El gif que engaña al cerebro y te hace escuchar un sonido que no existe

El gif que engaña al cerebro y te hace escuchar un sonido que no existe

Los gifs son vídeos sin sonido pero este nos hace creer que podemos escuchar el golpe de la cuerda cuando esta toca el suelo.

A veces, los contenidos que subimos a redes sociales nos paralizan el cerebro. Y es que quién no fue partícipe del conocido misterio del vestido de color azul y negro (o blanco y dorado) o quién no cayó en la tentación de escuchar la canción 'Cómeme el donut'. Muy pocas personas. 

Esto se debe a que Twitter o Facebook son redes de comunicación globales que hacen que cualquier contenido sea compartido de forma masiva y llegue a cualquier parte del mundo por muy remota que sea. Así que seguro que en este preciso instante hay más de dos personas compartiendo el mismo contenido con sus respectivos amigos mientras que otros lo están visualizando al mismo tiempo y después lo enviarán a otra persona.

Los últimos contenidos que se han subido a esto de la viralidad han sido los gifs, esos vídeos sin sonido que se comparten en Twitter a cada segundo y que hasta WhatsApp ha introducido en su aplicación. Ejemplo de ello es que todavía hoy, seis meses después de que una psicóloga inglesa compartiese un gif en su perfil de Twitter, los usuarios sigan preguntándose cómo pueden escucharlo si no tiene sonido. 

El gif despierta en nosotros una ilusión auditiva, ya que creemos escuchar el salto de las cuerdas y cómo tocan el cielo y el suelo. Aunque algunos dicen que seguro que lo escucharon porque la psicóloga lo dijo antes. Para salir de dudas ella misma realizó una encuesta a través de la red social y preguntó: "¿Qué sentís al ver este gif?". 

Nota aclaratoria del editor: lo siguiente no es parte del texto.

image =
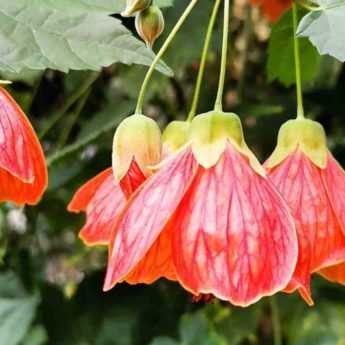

El resultado no sorprendió. El 67% aseguró que escuchaba un"ruido sordo", un 3% percibió "algo más", mientras que un 20% afirmó no haber esuchado nada. 

El misterio sigue sin ser resuelto, aunque muchos aseguran que la respuesta tiene que ver con que nuestros oídos se preparan para escuchar un estruendo y nuestros tímpanos se acomodan brevemente ante el ruido que nuestro cerebro prevé que se va a producir, pero que finalmente no sucede.